Here we have a live recital that György Cziffra gave on 16 September 1961 at the Théâtre municipal de Besançon. Most of the programme is the sort of repertoire the pianist favoured. Radio announcements bookend the recital, and audience applause is retained.
The programme opens with the attractive Variations on God Save the King by Beethoven. After a straightforward presentation of the theme, it undergoes as series of ingenious transformations. The fifth is dreamy, the sixth is spirited. It culminates with a variation of zest and brilliance.
Schumann's Piano Sonata No 1 in F-sharp Minor, Op. 11 is the most substantial work here. Cziffra’s performance is utterly compelling, one of the finest I have heard. He fully taps into the Sonata’s expansive emotional range of passion, desperation, joy and elation. Yet, there is emotional fragility at its core. The composer’s C major Toccata is emblazoned with dazzling fireworks and unbounded energy. The audience sound suitably impressed in their enthusiastic response.

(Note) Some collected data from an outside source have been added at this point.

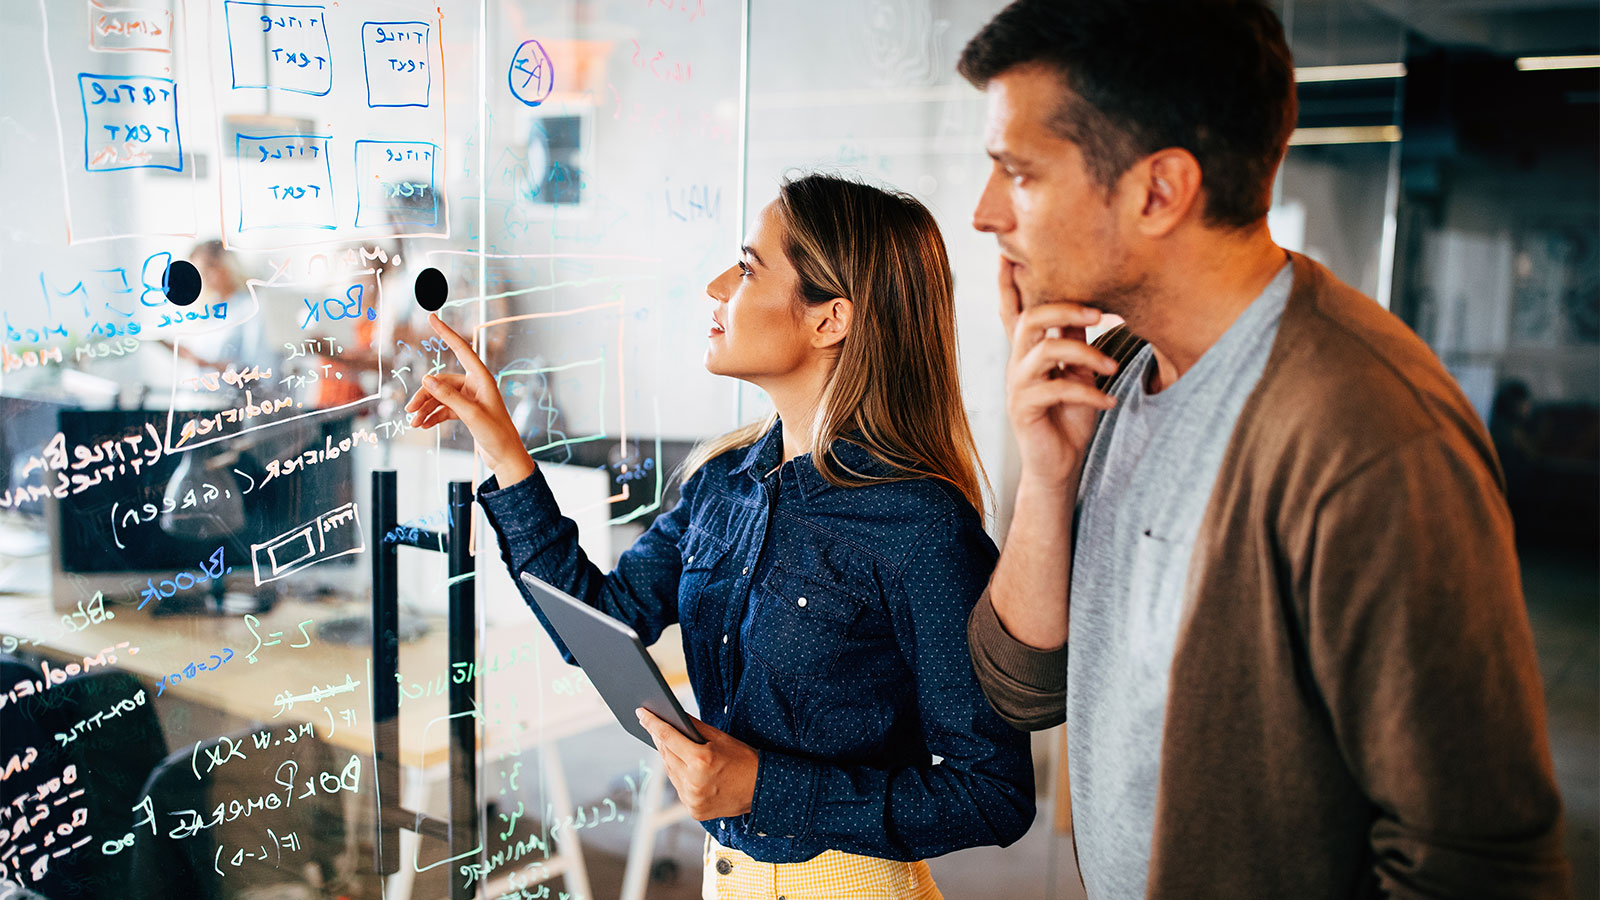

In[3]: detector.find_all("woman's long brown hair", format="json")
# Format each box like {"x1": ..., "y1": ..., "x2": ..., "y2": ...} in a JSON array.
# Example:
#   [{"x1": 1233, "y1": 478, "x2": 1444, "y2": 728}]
[{"x1": 680, "y1": 173, "x2": 988, "y2": 516}]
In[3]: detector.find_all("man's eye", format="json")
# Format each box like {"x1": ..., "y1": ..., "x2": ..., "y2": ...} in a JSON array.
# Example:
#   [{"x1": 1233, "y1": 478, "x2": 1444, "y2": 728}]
[{"x1": 738, "y1": 261, "x2": 753, "y2": 277}]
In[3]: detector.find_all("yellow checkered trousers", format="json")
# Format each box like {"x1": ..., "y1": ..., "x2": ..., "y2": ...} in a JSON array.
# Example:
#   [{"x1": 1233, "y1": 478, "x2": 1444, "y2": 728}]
[{"x1": 703, "y1": 836, "x2": 944, "y2": 900}]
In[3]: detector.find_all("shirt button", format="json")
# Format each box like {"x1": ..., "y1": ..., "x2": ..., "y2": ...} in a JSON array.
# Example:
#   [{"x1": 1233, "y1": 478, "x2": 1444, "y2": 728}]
[
  {"x1": 719, "y1": 821, "x2": 726, "y2": 830},
  {"x1": 723, "y1": 704, "x2": 729, "y2": 714},
  {"x1": 687, "y1": 555, "x2": 695, "y2": 564},
  {"x1": 757, "y1": 832, "x2": 767, "y2": 837},
  {"x1": 742, "y1": 566, "x2": 749, "y2": 575},
  {"x1": 722, "y1": 634, "x2": 728, "y2": 644},
  {"x1": 796, "y1": 596, "x2": 807, "y2": 608},
  {"x1": 715, "y1": 858, "x2": 732, "y2": 875}
]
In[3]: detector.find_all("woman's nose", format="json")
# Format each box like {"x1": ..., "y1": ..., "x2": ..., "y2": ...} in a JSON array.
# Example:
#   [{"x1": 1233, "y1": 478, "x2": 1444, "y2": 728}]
[{"x1": 706, "y1": 264, "x2": 737, "y2": 302}]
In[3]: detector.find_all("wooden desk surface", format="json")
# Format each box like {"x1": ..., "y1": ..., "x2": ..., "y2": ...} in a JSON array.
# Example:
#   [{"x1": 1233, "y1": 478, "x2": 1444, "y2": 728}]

The Chopin selection begins with the Fantaisie, Op. 49. Cziffra brings a wealth of imagination to the work’s loosely-bound and quasi-improvisatory structure. The Op. 53 Polonaise is a work I do not particularly care for. Many performances I have heard degenerate into barnstorming, and Cziffra’s rendition likewise fails to buck the trend. One day I will discover a performance that convinces me of the work’s merits.
The pianist was firmly in his comfort zone in the music of Liszt. Feux follets sparkles and is fleet of foot. The Hungarian Rhapsody No. 6 in D flat major is one of the more popular ones, catchy, playful and good-humoured. Cziffra's inimitable style brings the concert to a successful conclusion with enthusiastic applause from those present.
In a recording dusted down from the archives of Radiodiffusion-Télévision Française (RTF), the sound quality is exceptionally fine.